To "stick" a hog and listen to its piteous squealing and death gurgle is brutal; it deadens the faculty of pity; it hardens the heart of compassion; it sears the very soul and helps to make mankind what it is today, a community of carnivorous animals, preying upon each other, shrewd, cunning, merciless, bestial, and thirsting for blood.

If it were necessary, it would be different.

But it is not necessary, nor is it desirable, nor is it economic.

It takes about eight pounds of good corn to make one pound of what has been politely designated as "sow-bosom"; and any one of these eight pounds of good corn will supply far more life energy to the human body than will one pound of filthy flesh, for when flesh is considered in its proper light, as food it is really filthy in that it contains dead cells, and further, that it makes the body into which it is taken filthy and unclean.

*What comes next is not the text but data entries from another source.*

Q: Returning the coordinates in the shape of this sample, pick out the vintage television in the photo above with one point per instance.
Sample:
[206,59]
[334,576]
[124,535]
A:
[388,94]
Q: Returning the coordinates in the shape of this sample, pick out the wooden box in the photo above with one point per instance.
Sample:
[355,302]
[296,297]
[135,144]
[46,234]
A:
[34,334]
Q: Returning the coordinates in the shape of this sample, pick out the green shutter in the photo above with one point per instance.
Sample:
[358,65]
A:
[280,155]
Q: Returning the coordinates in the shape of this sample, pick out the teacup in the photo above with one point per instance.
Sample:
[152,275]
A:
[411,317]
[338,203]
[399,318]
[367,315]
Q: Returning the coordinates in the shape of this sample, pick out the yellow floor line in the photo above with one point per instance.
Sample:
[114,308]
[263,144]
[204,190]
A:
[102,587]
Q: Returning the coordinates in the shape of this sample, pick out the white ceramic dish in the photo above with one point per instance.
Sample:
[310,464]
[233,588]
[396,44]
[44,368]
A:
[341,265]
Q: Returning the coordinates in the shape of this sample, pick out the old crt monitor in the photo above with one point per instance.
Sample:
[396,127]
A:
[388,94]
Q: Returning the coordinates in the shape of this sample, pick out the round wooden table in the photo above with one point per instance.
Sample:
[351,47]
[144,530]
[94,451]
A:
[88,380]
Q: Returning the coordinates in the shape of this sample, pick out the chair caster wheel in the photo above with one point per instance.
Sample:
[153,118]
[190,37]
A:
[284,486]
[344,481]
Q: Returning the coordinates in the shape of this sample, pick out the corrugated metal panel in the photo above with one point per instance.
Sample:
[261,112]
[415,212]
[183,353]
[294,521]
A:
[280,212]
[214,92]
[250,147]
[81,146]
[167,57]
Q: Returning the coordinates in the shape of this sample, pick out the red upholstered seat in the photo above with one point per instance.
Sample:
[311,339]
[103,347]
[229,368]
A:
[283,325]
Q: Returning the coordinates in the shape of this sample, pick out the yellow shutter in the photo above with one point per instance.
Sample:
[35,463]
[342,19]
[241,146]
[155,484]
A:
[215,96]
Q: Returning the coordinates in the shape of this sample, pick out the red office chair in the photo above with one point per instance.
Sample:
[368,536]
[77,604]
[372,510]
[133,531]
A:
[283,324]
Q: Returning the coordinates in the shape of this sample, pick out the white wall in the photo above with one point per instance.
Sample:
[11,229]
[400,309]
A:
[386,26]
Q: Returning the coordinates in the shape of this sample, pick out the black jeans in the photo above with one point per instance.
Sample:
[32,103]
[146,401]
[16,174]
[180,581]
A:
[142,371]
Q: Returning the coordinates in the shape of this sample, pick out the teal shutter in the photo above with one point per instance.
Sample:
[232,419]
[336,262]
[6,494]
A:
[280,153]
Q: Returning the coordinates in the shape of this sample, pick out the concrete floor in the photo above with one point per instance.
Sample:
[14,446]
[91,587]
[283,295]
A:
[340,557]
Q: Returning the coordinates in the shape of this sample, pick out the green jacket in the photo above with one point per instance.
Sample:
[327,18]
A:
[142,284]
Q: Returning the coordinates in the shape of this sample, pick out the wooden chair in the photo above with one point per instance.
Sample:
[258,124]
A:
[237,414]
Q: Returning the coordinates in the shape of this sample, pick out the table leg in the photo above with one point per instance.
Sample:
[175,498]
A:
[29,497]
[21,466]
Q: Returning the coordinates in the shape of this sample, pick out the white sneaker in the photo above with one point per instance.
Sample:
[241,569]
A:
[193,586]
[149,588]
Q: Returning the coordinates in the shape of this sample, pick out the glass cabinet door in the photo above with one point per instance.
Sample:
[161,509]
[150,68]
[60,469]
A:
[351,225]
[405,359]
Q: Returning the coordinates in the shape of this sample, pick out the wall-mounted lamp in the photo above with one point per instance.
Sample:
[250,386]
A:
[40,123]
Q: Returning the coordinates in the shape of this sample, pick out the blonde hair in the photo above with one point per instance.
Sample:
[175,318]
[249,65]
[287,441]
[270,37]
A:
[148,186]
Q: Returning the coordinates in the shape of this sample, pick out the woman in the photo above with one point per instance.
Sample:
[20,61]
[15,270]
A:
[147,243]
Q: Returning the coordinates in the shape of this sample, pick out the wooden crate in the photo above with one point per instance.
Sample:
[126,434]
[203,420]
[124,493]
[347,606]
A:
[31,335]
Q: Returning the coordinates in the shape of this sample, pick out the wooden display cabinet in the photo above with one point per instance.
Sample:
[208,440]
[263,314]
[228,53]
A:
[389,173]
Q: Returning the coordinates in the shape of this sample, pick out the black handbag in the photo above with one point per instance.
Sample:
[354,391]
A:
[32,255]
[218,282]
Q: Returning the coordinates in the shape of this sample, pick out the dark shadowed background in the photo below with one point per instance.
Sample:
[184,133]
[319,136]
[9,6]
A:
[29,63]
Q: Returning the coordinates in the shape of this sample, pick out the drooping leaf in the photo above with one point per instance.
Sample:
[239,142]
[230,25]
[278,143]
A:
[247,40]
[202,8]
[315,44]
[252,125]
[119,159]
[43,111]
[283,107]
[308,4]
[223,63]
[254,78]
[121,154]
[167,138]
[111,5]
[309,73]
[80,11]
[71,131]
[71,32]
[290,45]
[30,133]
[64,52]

If flesh is good food, why not eat animals that eat flesh, thus getting "third hand" vegetables? It must be admitted that many people do eat carnivorous animals, but they are generally eaten at a time when the animals are living on vegetable food. The darkey prefers his "possom" in persimmon time, and the white man prefers his "hog" corn fed, but he doesn't always get him that way. I have seen hogs fattened from the refuse of a slaughter house that were wallowing in blood and offal, and no more fit for food than the buzzards that got their food from the same supply.

A carnivorous animal brought up on milk and innocent food can be kept tame, but once he gets the taste of blood, he becomes dangerous. Carnivorous animals are supposed to live on flesh, we are making no argument to the contrary; but the fact remains that the kind of food that an animal eats affects its disposition, and this will apply absolutely to the human animal.